So Riley pushed everyone's chips all in, going so far as to leave the work of filling out the bottom 40 percent of the roster to tonight's draft, at which the Heat will be mostly spectators, and the free-agent market, where they don't have the cap room to splash around to much effect without parting with Norman Powell (an unrestricted free agent) and maybe even Andrew Wiggins (who has a player option). Here, the wishful thinking part comes into play, which is to say that there are rumors about acquiring Klay Thompson. In terms of building for the future, they've become East Coast Golden State, the contemporary version.

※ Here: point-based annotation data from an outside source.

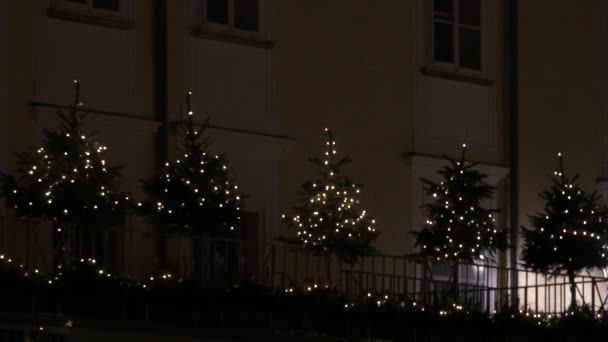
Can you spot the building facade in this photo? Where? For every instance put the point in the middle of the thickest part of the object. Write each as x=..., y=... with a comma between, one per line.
x=401, y=83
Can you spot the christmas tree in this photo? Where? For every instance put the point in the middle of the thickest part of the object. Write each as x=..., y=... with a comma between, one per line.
x=570, y=234
x=328, y=216
x=458, y=228
x=193, y=195
x=67, y=180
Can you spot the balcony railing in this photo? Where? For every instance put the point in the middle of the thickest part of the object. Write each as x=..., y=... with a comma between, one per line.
x=133, y=253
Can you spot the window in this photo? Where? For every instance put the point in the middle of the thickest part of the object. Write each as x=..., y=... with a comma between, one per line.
x=241, y=17
x=457, y=34
x=78, y=9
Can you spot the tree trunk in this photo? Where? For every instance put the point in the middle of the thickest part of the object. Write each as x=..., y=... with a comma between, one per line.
x=197, y=257
x=455, y=281
x=571, y=279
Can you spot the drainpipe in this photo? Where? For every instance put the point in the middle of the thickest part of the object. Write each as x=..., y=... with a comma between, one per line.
x=161, y=103
x=511, y=72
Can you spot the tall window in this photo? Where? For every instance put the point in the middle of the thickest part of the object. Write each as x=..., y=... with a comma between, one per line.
x=239, y=16
x=456, y=33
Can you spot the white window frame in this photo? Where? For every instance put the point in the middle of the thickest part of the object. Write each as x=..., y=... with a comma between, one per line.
x=87, y=9
x=263, y=16
x=455, y=66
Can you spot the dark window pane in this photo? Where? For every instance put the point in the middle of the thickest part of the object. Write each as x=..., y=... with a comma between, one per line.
x=108, y=5
x=444, y=42
x=217, y=11
x=443, y=9
x=246, y=15
x=470, y=48
x=470, y=12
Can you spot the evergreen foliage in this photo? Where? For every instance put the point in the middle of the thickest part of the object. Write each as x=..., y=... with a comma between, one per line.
x=328, y=216
x=571, y=232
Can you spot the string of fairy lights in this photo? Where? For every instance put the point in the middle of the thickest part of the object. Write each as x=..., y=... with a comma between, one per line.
x=330, y=212
x=572, y=223
x=62, y=173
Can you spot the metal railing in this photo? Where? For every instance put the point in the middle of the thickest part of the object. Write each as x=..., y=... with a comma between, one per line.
x=133, y=253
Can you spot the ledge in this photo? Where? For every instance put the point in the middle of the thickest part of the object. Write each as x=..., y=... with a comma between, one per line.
x=91, y=19
x=232, y=38
x=454, y=76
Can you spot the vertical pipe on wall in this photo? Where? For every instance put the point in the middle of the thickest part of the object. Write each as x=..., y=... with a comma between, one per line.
x=161, y=105
x=511, y=72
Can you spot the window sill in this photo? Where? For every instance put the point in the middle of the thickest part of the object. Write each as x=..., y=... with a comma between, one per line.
x=91, y=19
x=454, y=76
x=232, y=38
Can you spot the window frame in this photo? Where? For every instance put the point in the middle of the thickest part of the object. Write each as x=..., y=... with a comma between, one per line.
x=455, y=67
x=230, y=28
x=87, y=9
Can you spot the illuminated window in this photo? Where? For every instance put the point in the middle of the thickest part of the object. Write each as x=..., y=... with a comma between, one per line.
x=92, y=8
x=245, y=17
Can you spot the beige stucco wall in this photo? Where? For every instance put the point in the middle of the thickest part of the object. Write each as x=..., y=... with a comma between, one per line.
x=562, y=94
x=349, y=67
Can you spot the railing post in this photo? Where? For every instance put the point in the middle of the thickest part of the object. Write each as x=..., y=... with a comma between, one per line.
x=592, y=294
x=273, y=254
x=425, y=285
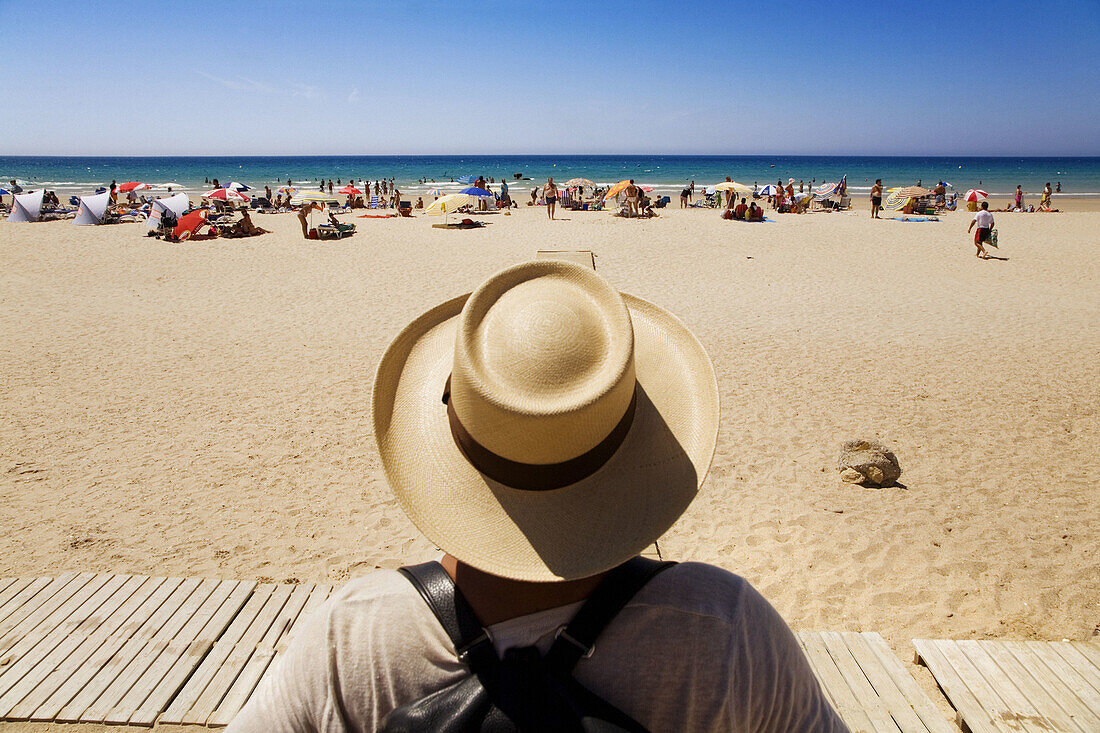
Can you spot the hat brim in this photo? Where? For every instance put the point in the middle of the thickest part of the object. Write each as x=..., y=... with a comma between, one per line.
x=563, y=534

But that's tomorrow's enamel-eroding stress. Right now, the stories in order are "The Heat got GIANNIS?" and "The HEAT got Giannis?" Riley broke with the regularly scheduled programming of his own brain and took a chance that most octogenarians tend to avoid constitutionally. The banners around Kaseya Center will no doubt carry the slogan "Heat '27: Screw Tomorrow," with Riley wearing a malevolent half-smile/half-grimace on each one. This is a free spin for a team that has traditionally worried about taking free spins, and it should be noted that team owner Micky Arison is 76. The Heat's decision makers are still old, but they are suddenly the antithesis of conservative. Whether this is about one last splash or an actual change of heart doesn't really matter. Either way, it ends up with a future Hall of Famer heading up a roster that is currently notably heavy on TBDs, and likely to be filled out by players whose careers are dotted with DNP-CDs.

And that's its own narrative, with the additional notation that Riley's only NBA Executive of the Year award is 15 years old and had to be shared with former Chicago Bulls general manager Gar Forman, if that's your idea of achievement. This move alone deserves a trophy simply for Riley finally acknowledging that looking both ways before crossing the street is for candypants weenies, after years of thinking that not looking both ways led only to flattened pedestrians.